Listen to the audio recording of this message.
Dear Holiday Child,
How exciting to find us here again this year! This is my third year, but year one had only an audio that got passed around. Then last year was so fabulous, and I loved creating our video and bringing the community together to say “WE LOVE YOU” to all of you out there in need of a Holiday Mom.
This year, I’d like to tell you how it’s going to be around our house, and I’d love for you to imagine being right here with us. Even if it can’t happen for real, there is something very powerful about the imagination. At least, that’s what I tell my biological kids.
We do Christmas here, though not in any traditional way. Sometime or other the tree will go up. The kids will gather—well, the adult kids. Mine are 25 and 21 now… crazy how the time passes.
I can tell you for sure what I’ll be doing when they arrive: Staring at them. I know it sounds strange, but I fall in love each and every time I look at them. Truly I am in awe at how my children have grown and who they have become.
If you were here, I’d be staring at you, too.
So independent, so strong, and yet living with such heart.
I’m not just an over the top mom. I come by this honestly. You see, I lost most of my own family pretty young, including my younger brother to suicide because he thought he was gay. And so I don’t take my kids for granted. I can’t. Something about that kind of loss changes you. In my case, I decided to take all the pain (it’s still there) and make it mean something.
We are both here today inside this website, you and me, because of that decision.
As we gather, there will likely be a little bit of advice giving to my kids. Not what they should or should not do, that’s not for me to say.

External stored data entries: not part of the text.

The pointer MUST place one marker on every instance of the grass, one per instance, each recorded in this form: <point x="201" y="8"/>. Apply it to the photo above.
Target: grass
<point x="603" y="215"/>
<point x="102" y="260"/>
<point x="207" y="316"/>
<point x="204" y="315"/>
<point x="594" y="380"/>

But something about HOW they do whatever they will do, and what is important, and what isn’t—at least according to mom.
Since you are here now reading, I’ll pass it along a few tidbits to you.
My child, never forget how amazing it is that you can breathe fresh air, and laugh, and make choices, and feel love. We tend to focus on all we don’t have, because we live in a culture of having. But having this moment, this breath, is kind of like the Fourth Of July fireworks if you really pay attention to it. There are a ton of things that cost nothing. But most people don’t pay any attention to those things. If you do, though, you feel rich. Be that kind of rich and I’ll be ever so impressed. And then the “money” really does start to take care of itself, just like they say.
While we are on the topic of things taking care of themselves… I will say right now I believe in you and I believe in your “destiny.” I believe your life, well lived in accordance with your own truth, will take you where you need to be. It’s not all good, and I won’t insult you by saying it is, or ever will be. We will leave that to the salespeople. But it’s not all bad either, and you have to let go of the worry that it will be.
That’s another big thing: Worry. Let me say right here, as strong as I can, that worry kills. It kills your time, and energy, and vision. You can’t worry AND get ahead. I believe you’re amazing enough to trust that you’ll figure something out in due time, and get on with things right now. So let yourself relax a bit. Grades? Jobs? Love life? Yes, it’s all important. But it’s not ALL IMPORTANT.
Now, because I know this matters more than you are likely to say, a word about your looks. You are gorgeous. Even if you think you are not gorgeous (you are), you would be to me. If you just get out there and shine on, people will see beauty when they look at you, no matter what you look like on a given day. This is more true than you know yet. In the mean time, I hope you’ll trust me on this.
Oh yes, and if others are putting you down, it’s because they are scared of something. Always. Really.
Okay my Holiday Child, so that is how it would go if you were at our house… that and the all day snacking, the presents that were chosen because they have real meaning (wrapped in newspaper or recycled bags, because that’s how we roll), and a whole lot of laughing.
You’d meet my in-love’s (my husband’s parents are the BEST, and yes, even in their mid-eighties they would LOVE you too—in fact, you’ll likely hear from them this holiday season, too).
You’d get razzed by your siblings, and maybe you and I would sneak away to have a nice long talk about your new job, or school, or your love life (or lack thereof), or whatever else is going on. And I’d cheer you on, no matter what it was you were trying to accomplish. Because that’s how I roll.
Holiday child, no matter your age (you can be my child at 65 if you want, I don’t care), or sexual preferences, or gender orientation, or personal style, you are welcome here.
This season, I’ll hold you in my heart, knowing it might not be so good where you are. I’ll think of you, and send a prayer to any “god” willing to accept you right along side me and everyone else. I’ll include deep wishes for your joy, and wellbeing, and safety, and future, and anything else I can think of.
Oh yes, did I mention you’re gorgeous?